Persons who assume this role, however, must suspend their freedom with a proper seriousness in order to act as the role requires.

Since finite games can be played within an infinite game, infinite players do not eschew the performed roles of finite play. On the contrary**, they enter into finite games with all the appropriate energy and self-veiling, but they do so without the seriousness of finite players.**

To be playful is not to be trivial or frivolous, or to act as though nothing of consequence will happen. On the contrary, when we are playful with each other we relate as free persons, and the relationship is open to surprise; everything that happens is of consequence.

To be serious is to press for a specified conclusion. To be playful is to allow for possibility whatever the cost to oneself.

is the desire of all finite players to be Master Players, to be so perfectly skilled in their play that nothing can surprise them, so perfectly trained that every move in the game is foreseen at the beginning. A true Master Player plays as though the game is already in the past, according to a script whose every detail is known prior to the play itself.

Surprise causes finite play to end; it is the reason for infinite play to continue.

Because finite players are trained to prevent the future from altering the past, they must hide their future moves. The unprepared opponent must be kept unprepared. Finite players must appear to be something other than what they are. Everything about their appearance must be concealing.

Because infinite players prepare themselves to be surprised by the future, they play in complete openness. It is not an openness as in candor, but an openness as in vulnerability. It is not a matter of exposing one’s unchanging identity, the true self that has always been, but a way of exposing one’s ceaseless growth, the dynamic self that has yet to be. The infinite player does not expect only to be amused by surprise, but to be transformed by it, for surprise does not alter some abstract past, but one’s own personal past.

To be prepared against surprise is to be trained. To be prepared for surprise is to be educated.

Education discovers an increasing richness in the past, because it sees what is unfinished there. Training regards the past as finished and the future as to be finished. Education leads toward a continuing self-discovery; training leads toward a final self-definition. Training repeats a completed past in the future. Education continues an unfinished past into the future.

What the winners of finite games achieve is not properly an afterlife but an afterworld, not continuing existence but continuing recognition of their titles.

Titles are given at the end of play, names at the beginning. When a person is known by title, the attention is on a completed past, on a game already concluded, and not therefore to be played again. A title effectively takes a person out of play.

To see power is to look backward in time. Inasmuch as power is determined by the outcome of a game, one does not win by being powerful; one wins to be powerful. If one has sufficient power to win before the game has begun, what follows is not a game at all.

Unheard silence is not the loss of the player’s voice, but the loss of listeners for that voice. It is an evil when the drama of a life does not continue in others for reason of their deafness or ignorance.

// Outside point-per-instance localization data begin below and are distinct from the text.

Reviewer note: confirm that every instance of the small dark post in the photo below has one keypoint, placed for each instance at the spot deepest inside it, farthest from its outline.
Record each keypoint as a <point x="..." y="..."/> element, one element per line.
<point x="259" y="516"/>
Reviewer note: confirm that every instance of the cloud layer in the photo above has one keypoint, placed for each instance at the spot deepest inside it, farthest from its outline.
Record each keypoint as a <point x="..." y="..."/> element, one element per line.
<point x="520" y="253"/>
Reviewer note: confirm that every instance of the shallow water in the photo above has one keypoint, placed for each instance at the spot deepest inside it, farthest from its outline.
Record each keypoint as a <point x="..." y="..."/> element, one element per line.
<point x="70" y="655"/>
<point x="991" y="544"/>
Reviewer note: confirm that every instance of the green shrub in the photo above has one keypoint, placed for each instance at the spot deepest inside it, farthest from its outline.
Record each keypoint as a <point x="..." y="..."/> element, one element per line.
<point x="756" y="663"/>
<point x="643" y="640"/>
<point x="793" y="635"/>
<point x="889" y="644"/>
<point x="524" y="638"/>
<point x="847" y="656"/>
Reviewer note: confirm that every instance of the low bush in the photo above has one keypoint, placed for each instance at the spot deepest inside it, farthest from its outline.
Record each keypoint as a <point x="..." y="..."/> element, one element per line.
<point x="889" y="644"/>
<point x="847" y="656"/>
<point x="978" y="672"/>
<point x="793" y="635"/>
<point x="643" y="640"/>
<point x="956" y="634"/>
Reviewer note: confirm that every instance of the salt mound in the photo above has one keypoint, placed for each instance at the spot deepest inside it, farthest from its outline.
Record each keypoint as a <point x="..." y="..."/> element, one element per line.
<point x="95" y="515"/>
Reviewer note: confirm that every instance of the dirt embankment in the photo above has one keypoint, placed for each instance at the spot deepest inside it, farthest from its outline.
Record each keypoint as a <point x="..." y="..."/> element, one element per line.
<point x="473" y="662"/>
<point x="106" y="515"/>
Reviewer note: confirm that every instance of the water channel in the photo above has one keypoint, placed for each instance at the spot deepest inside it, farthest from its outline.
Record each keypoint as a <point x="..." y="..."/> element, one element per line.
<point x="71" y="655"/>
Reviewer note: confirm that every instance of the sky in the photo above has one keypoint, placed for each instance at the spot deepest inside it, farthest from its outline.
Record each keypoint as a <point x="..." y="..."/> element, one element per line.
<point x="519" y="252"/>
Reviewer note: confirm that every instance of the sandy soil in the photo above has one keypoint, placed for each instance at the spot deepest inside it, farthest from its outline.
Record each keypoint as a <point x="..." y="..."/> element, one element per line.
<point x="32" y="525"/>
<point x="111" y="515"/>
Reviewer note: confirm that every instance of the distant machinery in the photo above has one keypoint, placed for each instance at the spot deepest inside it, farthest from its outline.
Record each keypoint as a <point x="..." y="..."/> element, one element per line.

Evil is never intended as evil. Indeed, the contradiction inherent in all evil is that it originates in the desire to eliminate evil.

Infinite players understand the inescapable likelihood of evil. They therefore do not attempt to eliminate evil in others, for to do so is the very impulse of evil itself, and therefore a contradiction. They only attempt paradoxically to recognize in themselves the evil that takes the form of attempting to eliminate evil elsewhere.

Evil is not the inclusion of finite games in an infinite game, but the restriction of all play to one or another finite game.

Only that which can change can continue: this is the principle by which infinite players live.

It is in the interest of a society therefore to encourage competition within itself, to establish the largest possible number of prizes, for the holders of prizes will be those most likely to defend the society as a whole against its competitors.

The rich are regularly subject to theft, to taxation, to the expectation that their wealth be shared, as though what they have is not true compensation and therefore not completely theirs.